CAP.return_cap_labels#

CAP.return_cap_labels(subject_timeseries, runs=None, continuous_runs=False, shift_labels=False)[source]#

Return CAP Labels for Each Subject.

Uses the group-specific k-means models in self.kmeans to assign each frames (TR) to CAPs for each subject in self.subject_table.

The process involves the following steps:

  1. Retrieve the timeseries for a specific subject’s run from subject_timeseries.

  2. Determine their group assignment using self.subject_table and scale their timeseries data (if standardize was set to True in self.get_caps()) using the means and standard deviation derived from the group specific concatenated dataframes (self.means and self.stdev).

    Note

    This scaling ensures the subject’s data matches the distribution of the input data used for group-specific clustering, which is needed for accurate predictions when using group-specific k-means models.

  3. Use group-specific k-means model (self.kmeans) and the predict() function from scikit-learn’s KMeans to assign each frame (TR).

  4. If shift_labels is True, apply a one unit shift for the minimum label to start at “1” instead of “0”.

  5. Repeat 1-4 to the remaining runs (all if runs is None or specific runs) for the subject.

  6. If continuous_runs is True, then stack each numpy array horizontally to create a single array containing the predicted labels for a subject.

  7. Repeat 1-6 for the remaining subjects.

Parameters:
  • subject_timeseries (SubjectTimeseries or str) – A dictionary mapping subject IDs to their run IDs and their associated timeseries (TRs x ROIs) as a NumPy array. Can also be a path to a serialized file containing this same structure. Refer to documentation for SubjectTimeseries in the “See Also” section for an example structure.

  • runs (int, str, list[int], list[str], or None, default=None) – The run IDs to return CAP labels for (e.g. runs=[0, 1] or runs=["01", "02"]). If None, CAP labels will be returned for all detected run IDs even if only specific runs were used during self.get_caps().

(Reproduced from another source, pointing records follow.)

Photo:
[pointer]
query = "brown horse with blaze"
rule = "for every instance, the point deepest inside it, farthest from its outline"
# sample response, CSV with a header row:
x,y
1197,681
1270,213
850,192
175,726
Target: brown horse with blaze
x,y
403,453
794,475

  • continuous_runs (bool, default=False) –

    If True, all runs will be treated as a single, uninterrupted run.

    # CAP assignment of frames from for run_1 and run_2
    run_1 = [0, 1, 1]
    run_2 = [2, 3, 3]
    
    # Computation of each CAP metric will be conducted on the combined vector
    continuous_runs = [0, 1, 1, 2, 3, 3]
    

    Note

    • This parameter can be used together with runs to filter the runs to combine.

    • The run-ID for each subject in the dictionary will be converted to run-continuous to denote that runs were combined.

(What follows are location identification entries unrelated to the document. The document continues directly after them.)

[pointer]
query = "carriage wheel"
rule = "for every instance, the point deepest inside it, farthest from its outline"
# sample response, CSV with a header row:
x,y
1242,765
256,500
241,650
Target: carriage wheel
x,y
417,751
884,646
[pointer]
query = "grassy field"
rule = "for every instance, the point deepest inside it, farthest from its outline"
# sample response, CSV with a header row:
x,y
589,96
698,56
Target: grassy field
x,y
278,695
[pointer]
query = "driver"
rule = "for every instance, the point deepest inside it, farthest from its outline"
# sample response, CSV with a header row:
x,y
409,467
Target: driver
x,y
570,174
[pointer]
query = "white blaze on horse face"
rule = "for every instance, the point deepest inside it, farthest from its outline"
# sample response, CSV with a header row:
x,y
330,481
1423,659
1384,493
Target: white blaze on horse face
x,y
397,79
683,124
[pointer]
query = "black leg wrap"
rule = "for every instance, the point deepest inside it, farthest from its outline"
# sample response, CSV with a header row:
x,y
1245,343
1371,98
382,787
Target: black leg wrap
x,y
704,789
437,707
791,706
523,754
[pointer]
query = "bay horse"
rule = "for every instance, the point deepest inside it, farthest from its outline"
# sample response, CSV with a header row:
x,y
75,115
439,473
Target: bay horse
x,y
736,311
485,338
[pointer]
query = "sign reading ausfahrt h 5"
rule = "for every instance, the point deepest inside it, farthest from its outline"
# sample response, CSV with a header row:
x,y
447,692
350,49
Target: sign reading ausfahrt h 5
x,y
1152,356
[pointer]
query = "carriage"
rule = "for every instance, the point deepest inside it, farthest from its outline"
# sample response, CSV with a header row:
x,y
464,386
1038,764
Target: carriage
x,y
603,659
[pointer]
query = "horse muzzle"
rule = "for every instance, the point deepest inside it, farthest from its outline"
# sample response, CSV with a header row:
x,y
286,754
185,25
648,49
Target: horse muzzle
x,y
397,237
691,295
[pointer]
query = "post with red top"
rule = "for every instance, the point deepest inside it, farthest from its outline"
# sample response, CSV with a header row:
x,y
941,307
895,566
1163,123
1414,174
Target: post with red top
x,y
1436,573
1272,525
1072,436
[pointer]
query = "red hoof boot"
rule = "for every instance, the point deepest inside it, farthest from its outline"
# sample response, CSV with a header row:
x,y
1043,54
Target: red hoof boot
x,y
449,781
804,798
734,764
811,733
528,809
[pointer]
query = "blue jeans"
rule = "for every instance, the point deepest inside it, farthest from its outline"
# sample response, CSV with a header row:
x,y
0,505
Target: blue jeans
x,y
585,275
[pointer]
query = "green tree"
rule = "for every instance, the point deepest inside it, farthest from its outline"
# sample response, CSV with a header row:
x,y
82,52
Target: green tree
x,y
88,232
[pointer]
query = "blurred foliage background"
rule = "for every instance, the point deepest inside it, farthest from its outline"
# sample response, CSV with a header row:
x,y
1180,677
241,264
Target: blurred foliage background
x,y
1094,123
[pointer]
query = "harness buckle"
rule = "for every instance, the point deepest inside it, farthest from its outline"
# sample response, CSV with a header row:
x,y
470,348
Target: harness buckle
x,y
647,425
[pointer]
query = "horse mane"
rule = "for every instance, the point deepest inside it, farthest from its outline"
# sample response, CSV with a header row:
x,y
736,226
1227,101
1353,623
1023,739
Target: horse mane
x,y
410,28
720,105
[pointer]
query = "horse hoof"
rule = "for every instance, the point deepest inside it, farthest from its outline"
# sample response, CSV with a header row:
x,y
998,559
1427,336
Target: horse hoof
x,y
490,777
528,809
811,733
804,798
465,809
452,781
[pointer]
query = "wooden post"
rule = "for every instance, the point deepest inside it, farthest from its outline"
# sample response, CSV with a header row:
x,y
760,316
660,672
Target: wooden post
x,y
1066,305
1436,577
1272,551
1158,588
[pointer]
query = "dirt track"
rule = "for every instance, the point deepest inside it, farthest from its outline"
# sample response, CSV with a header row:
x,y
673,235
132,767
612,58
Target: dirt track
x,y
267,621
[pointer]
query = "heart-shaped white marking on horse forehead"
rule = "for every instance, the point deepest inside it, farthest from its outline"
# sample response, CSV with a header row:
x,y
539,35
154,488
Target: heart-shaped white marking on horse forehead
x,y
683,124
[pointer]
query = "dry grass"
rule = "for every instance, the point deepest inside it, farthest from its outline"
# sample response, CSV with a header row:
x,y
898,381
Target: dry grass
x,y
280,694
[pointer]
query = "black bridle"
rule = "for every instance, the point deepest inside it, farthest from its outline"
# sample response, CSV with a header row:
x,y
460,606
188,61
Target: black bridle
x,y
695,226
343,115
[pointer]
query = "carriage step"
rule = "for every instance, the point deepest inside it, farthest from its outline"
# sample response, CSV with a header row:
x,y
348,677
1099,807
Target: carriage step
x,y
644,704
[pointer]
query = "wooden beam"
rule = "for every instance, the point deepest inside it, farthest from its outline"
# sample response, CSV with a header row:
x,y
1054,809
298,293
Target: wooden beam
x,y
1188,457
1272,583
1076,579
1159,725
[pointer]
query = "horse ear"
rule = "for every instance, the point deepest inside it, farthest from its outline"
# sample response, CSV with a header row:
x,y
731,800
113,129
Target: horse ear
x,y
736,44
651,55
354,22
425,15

    • If only a single run available for a subject, the original run ID (as opposed to “run-continuous”) will be used.

  • shift_labels (bool, default=False) –

    If True, shifts each label by up one unit for the minimum CAP label to start at “1” as opposed to “0” (scikit-learn’s default), if preferred.

    predicted_labels = [0, 2, 5]
    # Add plus one shift
    predicted_labels = [1, 3, 6]
    

See also

neurocaps.typing.SubjectTimeseries

Type definition for the subject timeseries dictionary structure. (See: SubjectTimeseries Documentation)

Returns:

dict[str, dict[str, np.ndarray]] – Dictionary mapping each subject to their run IDs and a 1D numpy array containing the predicted CAP for each frame (TR).